Jeff Moss on the Evolution of Hacking at SecTor 2021
Jeff Moss, founder of DEF CON/Black Hat, gave the keynote speech at SecTor 2021 in Toronto, Ontario. His talk was nostalgic, reflecting on the 40+ years of computer hacking. His talk was also inspirational, welcoming a new generation to continue the tradition in the future.
Moss defined the word “hacker” as “curiosity plus skills.” He pointed out that someone having curiosity, with no skills, is not a hacker. And conversely, someone having skills with no curiosity is not a hacker either. You need both.
Moss also said that all hacking is not infosec and that all infosec is not hacking. “Hacking can provide a lot of joy and absolutely no income. Where with infosec the goal is to produce income. It’s a job. You get up, you have to be professionally creative, you have to do the thing, solve the problem, write the report. But hacking, not so much. You might be interested in reverse engineering some protocol for no reason at all. It’s that innate curiosity.”
This set up a basic dichotomy throughout his talk in that hacking doesn’t require professionalism just curiosity and Infosec does require professionalism but not always curiosity. That difference has provided some tension within the hacking community, the idea that some people are actually making good money being hackers today.
Moss then defined four eras in hacking history: Age of Innocence, dot.com, Coming of Age, and the Next Generation.
In the Age of Innocence, 1970s - 1994, everything was new and hard to get. He said people would write out large text files and share these on bulletin boards “because there was no internet.” No internet, no online stores, so the most you could steal was free long distance phone calls, which you would need to contact different databases around the world. He talked about blue boxes which used different tones to access different areas of the telephone network for free. Not really to steal, but to gain access to faster computers. "And then AOL came and ruined it for everyone," he said.
In the dot.com era, 1994-2002, this was the time of the commercial internet, the rise of search engines, and internet browsers. Moss noted that security people he'd known for years were started getting salaried jobs … and started using their legal names. He said he had to “double his memory” to include both the hacker nicknames and the real names of people in his contact list.
In the Coming of Age era, 2005-2019, provided "free" long distance and "free" internet access, we're always online, but this gives rise to surveillance capitalism. Moss said Nation States want secrets, criminals want money, and protestors want change. He added that hackers and researchers want knowledge. He said hackers and researchers really lead the way by discovering new classes of vulnerabilities, by exposing poor security practices, and spurring public debate about information security. He said criminals and governments do not want debate; it's not in their interests. So it's up to the hackers and researchers. He said, "the better you understand the risks, the better informed your decisions will be." He mentioned how the Digital Millennium Copyright Act, specifically US DCMA 2015 section 1201 (a) (1), now grants exceptions, to be renewed every three years, for certain types of hacking. He also better policy decisions are being made by understanding that we should be curious a system really works vs what we are told; that hacking is about continuously learning and teaching others; and that hackers are civil society speaking truth to power.

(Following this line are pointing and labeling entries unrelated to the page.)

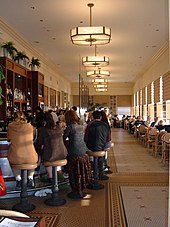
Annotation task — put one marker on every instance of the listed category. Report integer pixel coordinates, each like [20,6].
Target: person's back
[21,149]
[97,133]
[76,146]
[50,136]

In the Next Generation era, today through 2035, everyone is online all the time, everyone is under attack (corporate or government) and there's now cognitive warfare to influence opinion. Moss said "everything's at risk, which means we [hackers] have employment forever." He said "if you're in it to hack for change; well, change happens very slowly." He used an analogy with a cancer doctor. A cancer doctor doesn't wake up one day and say today I'm going to cure cancer. Instead, the cancer doctor wakes up and realizes that he or she is part of a long battle. He said security work is that like that. He also said that "hacking will influence all industries and technologies." It will have social impact. It will have commercial impact.
Moss said that he got his first dial-up modem around 1982. He said over the years sometimes the community wasn't always doing what I want, but he didn't say "well, I'm out of here." Rather, he said "What I try to do is build the house that I want to live in. When you enter into this hacking community, try to create the environment you want to see for others." He ended his talk by saying he wants to build a community in hacking that outlives each of us.